The interaction of the image panels in mirror reflections are seen by people moving through the gallery in a kind of kaleidoscopic sequence of forms and colors in an ever-changing interaction, recalling the "contrasting constructions" that Josef Albers experimented with in his studies of three dimensions from two dimensions.

(The art work may also suggest Pete Seeger's "Turn! Turn! Turn!" in his song expressing There is a season, which was popular in the late 1950's, at the time that Jane Doggett was Albers' student at Yale.)

Homage to Galileo

Joined acrylic panels clad in vinyl image wraps
Each object is based on 36 cubic inches

Philosophy is written in this grand book — I mean the universe — which stands
continually open to our gaze, but it cannot be understood unless one first learns to
comprehend the language and interpret the characters in which it is written. It is
written in the language of mathematics, and its characters are triangles, circles,
and other geometrical figures, without which it is humanly impossible to understand
a single word of it; without these, one is wandering about in a dark labyrinth.

Galileo, 1564-1642

House of the Lord from the 23rd Psalm

Wall-mounted, framed box clad in vinyl image wraps:
24"H x 24"W x 24"D.

The art work at right is the last component in a 12-piece sculpture
that expresses the 23rd Psalm. The original sculpture was acquired
by the Yale University Art Gallery in their permanent collection
and is installed in the Saint Thomas More Center at Yale.

Iconochrome Images®

Geometric Panels


Albers & Heirs

Josef Albers, (1888-1976), one of the twentieth century's
most influential artists and art educators, was fascinated
with color and its innate ability to create optical effects.
Albers studied the interaction of color in combination,
and in competition — how color could complement
and confound. In his paintings and through his time as
head of Yale University's School of Art, he challenged
students to see and dissect the mechanics of color. He
became a master of teaching and painting in which
he established many of what are now considered the
basic laws of color usage in art and design: the use
of negative space, the effect of after-image, depth
perception, form through color, and the optics of color.

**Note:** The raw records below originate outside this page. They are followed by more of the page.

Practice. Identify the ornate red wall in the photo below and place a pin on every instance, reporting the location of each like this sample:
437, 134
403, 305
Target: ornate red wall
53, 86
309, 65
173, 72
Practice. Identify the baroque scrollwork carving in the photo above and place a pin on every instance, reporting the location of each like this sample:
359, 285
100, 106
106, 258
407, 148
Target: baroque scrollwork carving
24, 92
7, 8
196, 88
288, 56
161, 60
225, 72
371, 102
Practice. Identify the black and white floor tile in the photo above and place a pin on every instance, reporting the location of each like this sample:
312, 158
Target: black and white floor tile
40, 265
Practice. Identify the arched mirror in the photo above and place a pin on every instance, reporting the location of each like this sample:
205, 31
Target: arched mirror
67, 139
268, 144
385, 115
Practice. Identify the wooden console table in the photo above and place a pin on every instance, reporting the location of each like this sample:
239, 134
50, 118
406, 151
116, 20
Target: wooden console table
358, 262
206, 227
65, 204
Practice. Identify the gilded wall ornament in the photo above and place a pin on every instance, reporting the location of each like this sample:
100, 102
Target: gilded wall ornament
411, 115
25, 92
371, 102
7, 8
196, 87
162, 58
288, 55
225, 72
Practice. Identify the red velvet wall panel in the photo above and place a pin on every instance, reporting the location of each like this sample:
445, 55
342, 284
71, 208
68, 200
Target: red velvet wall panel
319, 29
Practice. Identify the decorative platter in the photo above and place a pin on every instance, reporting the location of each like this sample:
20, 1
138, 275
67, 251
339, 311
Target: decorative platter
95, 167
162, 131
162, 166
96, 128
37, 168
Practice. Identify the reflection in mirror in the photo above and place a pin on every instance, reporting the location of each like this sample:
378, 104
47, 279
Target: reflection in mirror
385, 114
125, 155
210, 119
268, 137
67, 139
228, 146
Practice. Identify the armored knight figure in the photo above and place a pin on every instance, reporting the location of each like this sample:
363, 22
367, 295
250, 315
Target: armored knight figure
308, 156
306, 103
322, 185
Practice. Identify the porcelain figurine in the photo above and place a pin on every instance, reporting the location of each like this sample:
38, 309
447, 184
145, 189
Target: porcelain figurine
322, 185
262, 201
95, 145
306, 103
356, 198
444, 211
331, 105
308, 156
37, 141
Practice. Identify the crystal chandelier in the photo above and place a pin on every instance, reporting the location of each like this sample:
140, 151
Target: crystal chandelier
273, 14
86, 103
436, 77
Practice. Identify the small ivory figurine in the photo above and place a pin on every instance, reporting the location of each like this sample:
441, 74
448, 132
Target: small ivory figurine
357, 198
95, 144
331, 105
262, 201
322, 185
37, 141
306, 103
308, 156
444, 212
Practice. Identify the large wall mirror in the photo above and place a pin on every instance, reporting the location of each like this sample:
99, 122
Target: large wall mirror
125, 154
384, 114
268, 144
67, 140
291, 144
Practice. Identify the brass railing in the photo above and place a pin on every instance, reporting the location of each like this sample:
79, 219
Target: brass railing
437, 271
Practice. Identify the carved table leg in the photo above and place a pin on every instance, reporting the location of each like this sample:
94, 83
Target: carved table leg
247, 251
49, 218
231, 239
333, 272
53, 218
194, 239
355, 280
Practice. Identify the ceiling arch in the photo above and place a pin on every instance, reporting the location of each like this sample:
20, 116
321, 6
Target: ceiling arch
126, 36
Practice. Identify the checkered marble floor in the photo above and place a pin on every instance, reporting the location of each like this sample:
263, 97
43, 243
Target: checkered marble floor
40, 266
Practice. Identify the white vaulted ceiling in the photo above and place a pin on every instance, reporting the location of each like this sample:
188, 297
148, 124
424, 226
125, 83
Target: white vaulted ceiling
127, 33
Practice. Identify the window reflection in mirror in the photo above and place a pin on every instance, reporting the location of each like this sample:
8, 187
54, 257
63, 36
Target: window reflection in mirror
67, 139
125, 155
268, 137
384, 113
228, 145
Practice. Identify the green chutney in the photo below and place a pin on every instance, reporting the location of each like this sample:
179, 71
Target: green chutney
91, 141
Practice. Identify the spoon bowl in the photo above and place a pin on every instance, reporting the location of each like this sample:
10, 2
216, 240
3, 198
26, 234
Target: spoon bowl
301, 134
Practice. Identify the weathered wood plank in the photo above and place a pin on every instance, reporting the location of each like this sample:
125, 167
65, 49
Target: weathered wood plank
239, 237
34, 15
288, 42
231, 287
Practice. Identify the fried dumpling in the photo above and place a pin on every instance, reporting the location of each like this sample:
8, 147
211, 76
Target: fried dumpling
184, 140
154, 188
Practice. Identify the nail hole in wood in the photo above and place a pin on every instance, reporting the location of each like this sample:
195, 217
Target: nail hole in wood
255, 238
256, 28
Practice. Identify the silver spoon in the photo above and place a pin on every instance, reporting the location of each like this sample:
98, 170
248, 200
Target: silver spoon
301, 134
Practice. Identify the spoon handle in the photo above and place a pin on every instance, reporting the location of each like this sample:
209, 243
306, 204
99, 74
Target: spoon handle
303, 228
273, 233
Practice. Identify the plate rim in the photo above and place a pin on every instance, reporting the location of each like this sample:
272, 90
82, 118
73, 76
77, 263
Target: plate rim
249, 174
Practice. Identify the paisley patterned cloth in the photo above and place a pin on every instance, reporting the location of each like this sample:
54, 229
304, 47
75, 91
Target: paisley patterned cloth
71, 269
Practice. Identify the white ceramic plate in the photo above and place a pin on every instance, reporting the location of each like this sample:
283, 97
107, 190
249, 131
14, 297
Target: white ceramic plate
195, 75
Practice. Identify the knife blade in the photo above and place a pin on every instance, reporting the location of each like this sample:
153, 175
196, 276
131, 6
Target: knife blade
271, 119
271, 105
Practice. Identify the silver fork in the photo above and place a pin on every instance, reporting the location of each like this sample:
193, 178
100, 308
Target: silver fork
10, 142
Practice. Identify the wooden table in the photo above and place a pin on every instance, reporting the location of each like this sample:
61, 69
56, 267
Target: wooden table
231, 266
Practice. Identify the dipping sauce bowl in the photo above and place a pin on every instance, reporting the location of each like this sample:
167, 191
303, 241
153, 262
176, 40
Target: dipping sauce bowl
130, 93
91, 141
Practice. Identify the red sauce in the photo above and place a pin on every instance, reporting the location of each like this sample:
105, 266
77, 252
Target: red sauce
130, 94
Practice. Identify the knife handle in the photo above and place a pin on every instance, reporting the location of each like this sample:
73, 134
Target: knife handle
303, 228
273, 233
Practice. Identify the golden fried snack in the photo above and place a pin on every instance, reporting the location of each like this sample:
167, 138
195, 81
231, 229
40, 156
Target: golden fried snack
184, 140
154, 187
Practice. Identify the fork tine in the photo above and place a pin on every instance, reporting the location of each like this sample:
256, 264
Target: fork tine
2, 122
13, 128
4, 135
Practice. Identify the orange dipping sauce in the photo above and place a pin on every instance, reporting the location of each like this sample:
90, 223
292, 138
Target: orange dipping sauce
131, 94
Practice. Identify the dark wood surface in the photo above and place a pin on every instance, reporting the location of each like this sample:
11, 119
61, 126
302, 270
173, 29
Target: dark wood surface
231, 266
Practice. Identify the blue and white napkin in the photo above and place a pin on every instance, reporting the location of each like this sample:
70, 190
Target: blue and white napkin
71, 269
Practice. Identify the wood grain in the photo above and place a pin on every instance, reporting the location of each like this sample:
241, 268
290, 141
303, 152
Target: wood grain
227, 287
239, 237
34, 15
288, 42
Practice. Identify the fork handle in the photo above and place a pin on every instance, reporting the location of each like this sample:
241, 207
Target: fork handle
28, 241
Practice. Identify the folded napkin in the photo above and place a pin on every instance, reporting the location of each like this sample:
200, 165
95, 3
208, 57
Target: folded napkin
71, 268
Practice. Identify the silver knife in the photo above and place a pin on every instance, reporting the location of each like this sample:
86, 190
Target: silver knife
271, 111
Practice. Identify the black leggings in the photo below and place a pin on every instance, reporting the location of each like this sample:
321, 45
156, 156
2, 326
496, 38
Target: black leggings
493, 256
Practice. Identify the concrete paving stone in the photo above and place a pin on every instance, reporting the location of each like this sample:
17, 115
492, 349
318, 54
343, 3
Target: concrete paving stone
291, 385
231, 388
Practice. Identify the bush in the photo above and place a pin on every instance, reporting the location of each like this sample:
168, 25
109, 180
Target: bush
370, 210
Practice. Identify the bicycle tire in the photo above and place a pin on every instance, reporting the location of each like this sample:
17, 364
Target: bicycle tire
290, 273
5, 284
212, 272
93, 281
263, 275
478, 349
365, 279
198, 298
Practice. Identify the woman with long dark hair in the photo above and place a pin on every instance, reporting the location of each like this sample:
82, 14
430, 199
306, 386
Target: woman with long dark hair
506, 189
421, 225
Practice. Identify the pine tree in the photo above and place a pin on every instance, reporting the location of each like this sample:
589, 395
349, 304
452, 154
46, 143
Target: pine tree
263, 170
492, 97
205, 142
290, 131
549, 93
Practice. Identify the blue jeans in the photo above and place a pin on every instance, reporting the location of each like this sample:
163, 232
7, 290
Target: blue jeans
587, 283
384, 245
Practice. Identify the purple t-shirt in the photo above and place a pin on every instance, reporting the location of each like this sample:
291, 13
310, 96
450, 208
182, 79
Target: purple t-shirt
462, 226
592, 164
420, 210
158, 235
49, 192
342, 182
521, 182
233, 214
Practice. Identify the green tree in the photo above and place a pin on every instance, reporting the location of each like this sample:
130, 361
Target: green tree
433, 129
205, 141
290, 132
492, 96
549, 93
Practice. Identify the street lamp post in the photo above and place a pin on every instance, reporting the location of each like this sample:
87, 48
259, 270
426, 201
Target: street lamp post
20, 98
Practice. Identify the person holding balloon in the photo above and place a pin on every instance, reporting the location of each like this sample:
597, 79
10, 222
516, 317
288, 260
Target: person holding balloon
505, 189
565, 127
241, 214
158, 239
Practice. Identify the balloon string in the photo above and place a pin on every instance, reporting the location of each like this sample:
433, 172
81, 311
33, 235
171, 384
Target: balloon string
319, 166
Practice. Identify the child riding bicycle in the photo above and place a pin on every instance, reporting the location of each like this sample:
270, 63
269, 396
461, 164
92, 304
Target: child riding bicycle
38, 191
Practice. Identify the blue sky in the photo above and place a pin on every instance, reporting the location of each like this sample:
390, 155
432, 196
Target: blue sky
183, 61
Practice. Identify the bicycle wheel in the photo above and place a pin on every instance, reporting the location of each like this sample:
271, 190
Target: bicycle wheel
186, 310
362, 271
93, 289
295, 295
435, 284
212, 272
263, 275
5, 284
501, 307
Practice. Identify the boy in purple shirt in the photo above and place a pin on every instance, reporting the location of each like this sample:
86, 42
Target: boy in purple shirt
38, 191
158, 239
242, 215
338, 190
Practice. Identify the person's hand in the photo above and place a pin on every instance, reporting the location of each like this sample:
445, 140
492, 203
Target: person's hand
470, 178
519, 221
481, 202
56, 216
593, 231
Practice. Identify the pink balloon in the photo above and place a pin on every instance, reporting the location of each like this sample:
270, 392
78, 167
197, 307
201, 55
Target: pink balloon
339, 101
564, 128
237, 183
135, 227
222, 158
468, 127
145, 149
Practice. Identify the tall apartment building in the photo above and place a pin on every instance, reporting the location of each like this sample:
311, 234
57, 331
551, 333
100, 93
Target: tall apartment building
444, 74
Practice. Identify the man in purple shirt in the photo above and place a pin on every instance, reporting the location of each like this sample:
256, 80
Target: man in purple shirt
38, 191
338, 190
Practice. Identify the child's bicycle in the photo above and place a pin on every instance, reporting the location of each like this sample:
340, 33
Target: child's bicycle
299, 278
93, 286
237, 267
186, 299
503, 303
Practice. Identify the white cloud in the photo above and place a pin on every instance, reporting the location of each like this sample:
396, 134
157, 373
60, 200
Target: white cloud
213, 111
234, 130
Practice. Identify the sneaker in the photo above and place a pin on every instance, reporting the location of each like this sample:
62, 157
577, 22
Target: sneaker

Neil Welliver, (1929-2005), a modern artist known
for large scale landscape paintings, used color boldly
in his work. Through the density of color and his use of
paint on top of paint he created dimension. Often
spending days by himself in the wild, Welliver used
unspoiled wilderness as his primary subject matter.
He often focused on capturing light and landscape
through color intensity and density. In his paintings,
Wellliver makes color "behave," an Albers term, to express
season and weather. Most importantly, he mastered
a new way of communicating depth in painting.

In Albers & Heirs: Josef Albers, Neil Welliver, and Jane Davis Doggett, the Elliott Museum will continue its commitment to combine traditional museum experiences with interactive learning. Throughout the exhibit, visitors may take part in hands-on color experiments, enabling them to create their own color palettes, to experience color-blindness, and ultimately, how colors combine and interact — inviting the participant to experience color as never before.